Nature reserve in Gwynedd, Wales

Spinnies Aberogwen is a nature reserve located near Bangor, in Gwynedd, Wales. The reserve is managed by the North Wales Wildlife Trust. The reserve encompasses a unique mixture of saltwater and freshwater habitats where the River Ogwen meets Conwy Bay, creating an important ecological transition zone. It provides critical refuge for migratory birds and serves as an educational resource for local schools and universities. Traeth Lafan is adjacent and designated as a Site of Special Scientific Interest (SSSI), as an example of coastal mudflats.

==History and management==
Although the wetland ponds at Spinnies Aberogwen are now valued for their wildlife, they were originally "borrow pits" dug by Victorian labourers when the River Ogwen was canalised in 1822. The reserve remains part of the Penrhyn Estate but has been managed by the North Wales Wildlife Trust since 1983. A simple sluice gate still regulates freshwater input from Snowdonia, controlling water levels and salinity to prevent flooding and maintain the lagoon ecosystem.
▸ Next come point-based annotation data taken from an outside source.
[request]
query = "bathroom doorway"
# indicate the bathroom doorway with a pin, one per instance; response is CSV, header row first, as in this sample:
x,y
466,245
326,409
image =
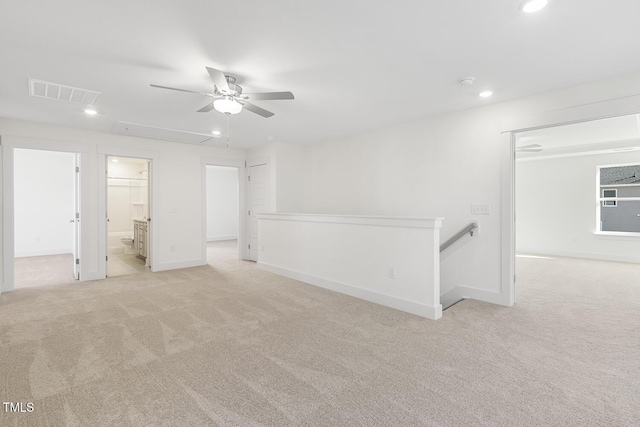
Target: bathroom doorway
x,y
46,217
222,213
128,218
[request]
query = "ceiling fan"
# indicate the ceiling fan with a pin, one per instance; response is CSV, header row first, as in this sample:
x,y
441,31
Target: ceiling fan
x,y
229,98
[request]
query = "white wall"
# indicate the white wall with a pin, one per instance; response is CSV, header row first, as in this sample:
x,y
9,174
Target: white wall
x,y
556,209
222,203
178,226
439,166
44,188
389,261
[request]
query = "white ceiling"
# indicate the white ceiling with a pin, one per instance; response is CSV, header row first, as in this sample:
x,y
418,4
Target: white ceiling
x,y
354,66
592,137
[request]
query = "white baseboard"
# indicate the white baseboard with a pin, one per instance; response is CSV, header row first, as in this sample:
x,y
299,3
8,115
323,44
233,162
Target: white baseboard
x,y
44,252
585,255
221,238
462,292
178,264
367,295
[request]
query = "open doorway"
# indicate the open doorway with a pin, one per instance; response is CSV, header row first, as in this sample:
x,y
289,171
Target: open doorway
x,y
128,219
47,217
222,213
577,199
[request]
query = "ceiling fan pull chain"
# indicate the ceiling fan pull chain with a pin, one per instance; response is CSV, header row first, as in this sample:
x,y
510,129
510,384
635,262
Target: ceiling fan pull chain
x,y
227,114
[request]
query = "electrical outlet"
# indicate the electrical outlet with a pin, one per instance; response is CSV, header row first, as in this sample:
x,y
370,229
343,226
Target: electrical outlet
x,y
480,209
476,231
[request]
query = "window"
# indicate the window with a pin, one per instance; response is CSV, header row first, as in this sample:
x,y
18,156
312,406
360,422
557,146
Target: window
x,y
619,199
608,194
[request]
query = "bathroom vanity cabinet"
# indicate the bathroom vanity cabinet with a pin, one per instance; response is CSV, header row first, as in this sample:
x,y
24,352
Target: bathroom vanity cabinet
x,y
140,233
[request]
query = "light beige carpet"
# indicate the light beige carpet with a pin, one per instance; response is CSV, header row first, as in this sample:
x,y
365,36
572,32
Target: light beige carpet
x,y
228,344
43,270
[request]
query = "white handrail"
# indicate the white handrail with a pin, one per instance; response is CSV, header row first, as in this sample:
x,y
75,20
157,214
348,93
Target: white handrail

The reserve occupies a small coastal woodland centred on Aberogwen Lagoon in Gwynedd. The reserve comprises a series of shallow ponds fringed by mixed deciduous woodland, forming a mosaic of wetland habitats that are largely free from intensive management.

==Wildlife==
Despite covering just 3 ha, Spinnies Aberogwen supports over 185 species of bird and a healthy mammal population (including stoats). Kingfishers are a signature resident, with grey herons also frequenting the ponds, and—on rare occasions—fish-eating ospreys passing through.

In a comparative survey of eight green spaces across Anglesey and Gwynedd, Spinnies Reserve ranked among the most biodiverse, with Shannon–Weiner diversity indices of H′ = 2.56 for native plant species and H′ = 2.50 for introduced species. Visitors to the site also rated its natural character very highly, giving an average "naturalness" score of 8.10 out of 10, reflecting its strong sense of wildness and minimal artificial influence.

==Access and visitor facilities==
The reserve's free entry and proximity to junction 12 of the A55 make it one of North Wales Wildlife Trust's most accessible sites. It lies within easy walking distance of Bangor and Penrhyn Castle. Most paths and two bird-watching hides are wheelchair-accessible, and a large car park and bicycle racks are provided at the shoreline entrance.